Me

Alessandria, donna disabile segregata in una stanza e costretta a vivere tra i suoi escrementi: uomo le rubava la pensione

Il sequestro è durato nove mesi: gli agenti, giunti nell'appartamento, hanno trovato la donna costretta a vivere in condizioni disumane

Immagine di copertina

I parenti si erano messi sulle sue tracce ma non la trovavano ormai da 9 mesi, perché era rinchiusa in un appartamento di Alessandria, segregata in una stanza minuscola dal suo aguzzino.

È quanto successo a una donna disabile di 44 anni, che circa un anno fa si era innamorata di un uomo conosciuto in chat, un 37enne di Cremona trasferitosi ad Alessandria.
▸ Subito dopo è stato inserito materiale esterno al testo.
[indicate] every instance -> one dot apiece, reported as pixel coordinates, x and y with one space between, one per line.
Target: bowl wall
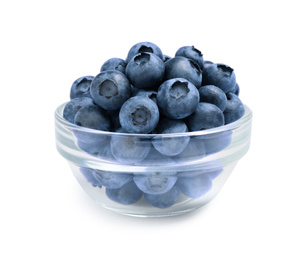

La donna ha seri problemi cognitivi e di deambulazione. Il suo aguzzino, approfittandosi della situazione, l’aveva rinchiusa in un appartamento dopo aver co-intestato un conto su cui veniva versata la pensione di invalidità (800 euro) della 44enne.

La donna viveva in condizioni indecenti, in uno stanzino privo persino del bagno. Quando gli agenti sono giunti sul posto, l’hanno trovata in mezzo ai suoi escrementi, in un letto sporco e bagnato.

Con la 44enne c’erano anche due cani, e anch’essi erano costretti a fare i propri bisogni sul pavimento. La donna viveva senza luce, acqua e gas. La carrozzina, con la quale avrebbe potuto provare a muoversi, era stata nascosta in un’altra stanza della casa.

I primi sospetti, che hanno fatto poi scattare il blitz degli agenti nell’appartamento, sono venuti ad alcuni vicini di casa, che nove mesi fa avevano visto entrare la donna in casa per poi non rivederla più.

Dall’appartamento emanava un odore insopportabile, e per questo sono arrivate le prime segnalazioni che hanno messo in allarme il proprietario dell’immobile, il quale si è rivolto alla polizia.

L’aguzzino viveva ad Alessandria in un altro appartamento, e si recava dalla sua vittima due volte al giorno per darle da mangiare. È stato denunciato con le accuse di sequestro di persona, circonvenzione di incapace e abbandono di persona incapace.

La donna si trova ora in ospedale, dove sta ricevendo tutte le cure del caso prima di poter tornare dai suoi parenti.